Let us look at Yash Chopra’s Trishul (1978) where he is a illegitimate son who leaves no stone unturned to take revenge from his father and goes a bit too far if one was to compare it with the act of his father (Sanjeev Kumar) ditching his mother (Waheeda Rehman). We all know of Don (1978), Silsila (1981), Shakti (1982), Satte Pe Satta (1981), Agneepath (1989) etc. where either he is in a double role of one good and one bad guy or morally questionable. Once again in Hrishikesh Mukherjee’s Jurmana (1978) he is the guy who schemes to get a girl (Rakhee) to his “bedroom”.
Between Morality And Myth
Among his later films Amitabh is a regressive patriarch in Aditya Chopra’s Mohabbatein (2000). In Ram Gopal Varma’s Nishabd (2006) he is attracted to his daughter’s friend (Jiah Khan) and gets involved with her! While in Ramu’s Sarkar (2005) he is lethal as a Brandoesque mafia lord and in Sanjay Leela Bhansali’s Black (2005) he is an ill-tempered teacher who finally kisses his deafblind student! Blasphemous but true.

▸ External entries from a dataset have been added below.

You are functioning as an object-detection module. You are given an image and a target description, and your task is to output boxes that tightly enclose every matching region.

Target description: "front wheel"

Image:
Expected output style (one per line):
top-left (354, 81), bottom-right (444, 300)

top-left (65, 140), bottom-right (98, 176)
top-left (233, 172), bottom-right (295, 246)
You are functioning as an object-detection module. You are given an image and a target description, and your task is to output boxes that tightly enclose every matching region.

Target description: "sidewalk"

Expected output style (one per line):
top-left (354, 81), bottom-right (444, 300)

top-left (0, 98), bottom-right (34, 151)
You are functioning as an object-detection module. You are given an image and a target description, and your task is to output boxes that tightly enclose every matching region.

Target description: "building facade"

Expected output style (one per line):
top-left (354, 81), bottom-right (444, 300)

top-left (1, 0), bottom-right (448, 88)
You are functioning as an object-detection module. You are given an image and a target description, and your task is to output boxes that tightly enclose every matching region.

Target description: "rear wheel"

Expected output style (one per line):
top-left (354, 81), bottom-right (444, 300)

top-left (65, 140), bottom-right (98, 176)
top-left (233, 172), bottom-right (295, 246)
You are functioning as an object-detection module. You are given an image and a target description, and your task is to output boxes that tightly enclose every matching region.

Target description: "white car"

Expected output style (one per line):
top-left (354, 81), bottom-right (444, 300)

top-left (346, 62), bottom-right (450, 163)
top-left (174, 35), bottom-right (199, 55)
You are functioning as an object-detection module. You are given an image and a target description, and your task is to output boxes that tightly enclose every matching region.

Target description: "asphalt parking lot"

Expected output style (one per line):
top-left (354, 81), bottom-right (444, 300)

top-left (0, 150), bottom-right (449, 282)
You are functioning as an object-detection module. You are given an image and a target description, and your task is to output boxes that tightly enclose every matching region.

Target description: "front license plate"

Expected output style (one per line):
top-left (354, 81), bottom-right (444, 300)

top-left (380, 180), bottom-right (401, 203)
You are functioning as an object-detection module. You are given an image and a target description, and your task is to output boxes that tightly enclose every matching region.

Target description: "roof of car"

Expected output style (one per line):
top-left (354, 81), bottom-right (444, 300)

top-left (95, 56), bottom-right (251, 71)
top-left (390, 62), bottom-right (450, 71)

In fact, Bachchan was not only a quintessential anti-hero or the problematic guy, but his screen persona was that of a “working-class” hero — coolie, waiter, taxi driver, desi bar owner, mill worker, coal miner (who can forget the brooding intensity of Kaala Patthar where he is a coward redeeming himself?), orphan amongst others. Imagine playing the title role of Laawaris (1981)?
Not to forget another Prakash Mehra smash hit Muqaddar Ka Sikandar (1978), one of Devdas’s finest adaptations. And if ever he was the rich guy, he was on the wrong side of the law avenging the wrongs done to him and his family (Deewar and Agneepath).
Bachchan’s stardom emanates from the travails of the common man of this country. This shines in sharp contrast to Shah Rukh Khan’s stardom whose star persona is a walking advertisement of Manmohanomics and Global Capitalism. The working class has been eliminated from popular culture after the advent of privatization. He would undoubtedly have made a great villain.
Amitabh was keen to play Gabbar in Sholay as we all know but later made a mighty mess of it in Ram Gopal Varma’s abominable readaptation of Sholay. For all those who labelled Amitabh Bachchan as a man who never crossed the line, took risks and challenged being typecast, need to reassess him, albeit within the mainstream paradigm.
Amitabh Bachchan completely altered the Hindi film star’s persona and stands out bracketed between Dilip Kumar’s Nehruvian disillusionment of the fifties and Shah Rukh Khan’s global gloss of the nineties.